Quando è toccato al conduttore dello show, Trump, in un momento diverso, di ricordare i meriti di ognuno degli invitati, obbedendo alla regia del format studiato accuratamente, ha lodato il pugno di ferro, la personalità forte, le qualità diplomatiche, il benessere e la ricchezza del Paese rappresentato. Una sola eccezione, Giorgia Meloni, cui ha riservato un complimento “di genere”: “è bellissima”, ha detto. Non una parola di più. E’ solo una donna, no? La Premier, visibilmente compiaciuta, ha guardato, con deferenza “affettiva” il suo padrino e si è diretta al posto assegnato, ai margini.
Riservare all’adulazione di genere l’apprezzamento, quando si il capo si rivolge ai membri del board, non è affatto consueto; anzi, è giudicata una gaffe, che generalmente suscita polemiche e provoca dissapori. Una ragione c’è: non è gradito che ad una professionista in carriera e di successo non vengano riconosciuti i meriti che le hanno fatto guadagnare stima e considerazione. Si ricordano qualità, competenze, abilità politiche e relazionali, o altro, e non l’aspetto fisico, descritto con un aggettivo iperbolico e con un tono ridanciano.
Ma Trump è Trump. A lui non può essere rimproverato nulla, nemmeno quando nella quotidianità tratta le donne a pesci in faccia, e gli avversari come prossime vittime delle sue vendette. La consegna del silenzio non è mai stata violata. L’episodio di Sham El Sheick perciò è passato inosservato, sull’altare della santa alleanza con il suprematismo americano; avrebbe dovuto essere segnalato invece e rimproverato, magari con ironia.
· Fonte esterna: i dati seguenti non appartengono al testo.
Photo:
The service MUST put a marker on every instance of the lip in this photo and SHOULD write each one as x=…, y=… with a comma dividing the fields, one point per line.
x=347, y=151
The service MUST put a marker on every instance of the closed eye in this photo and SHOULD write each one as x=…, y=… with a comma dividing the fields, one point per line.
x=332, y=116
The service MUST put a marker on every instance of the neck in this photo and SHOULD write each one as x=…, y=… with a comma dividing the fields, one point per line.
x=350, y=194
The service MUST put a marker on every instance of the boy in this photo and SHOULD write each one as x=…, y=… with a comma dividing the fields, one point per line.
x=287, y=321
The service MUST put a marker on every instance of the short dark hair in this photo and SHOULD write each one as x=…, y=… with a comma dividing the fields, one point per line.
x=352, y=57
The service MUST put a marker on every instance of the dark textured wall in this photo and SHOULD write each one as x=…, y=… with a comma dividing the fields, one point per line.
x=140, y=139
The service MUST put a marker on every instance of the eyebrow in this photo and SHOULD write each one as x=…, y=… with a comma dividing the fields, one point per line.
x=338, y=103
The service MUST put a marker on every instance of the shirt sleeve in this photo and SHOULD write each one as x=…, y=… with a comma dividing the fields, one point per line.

Fosse stato Macron, poniamo, a commettere la gaffe, la Premier ed i suoi alleati ne avrebbero fatto un caso politico, una occasione imperdibile per alimentare contro il suo competitor europeo più pericoloso il suo vittimismo aggressivo e il suo sarcasmo sanguinario.
La festa è finita: a noi telespettatori del grande spettacolo d’Egitto tocca – un paradosso – di sentirci umiliati per conto di chi l’umiliazione non l’ha nemmeno avvertita.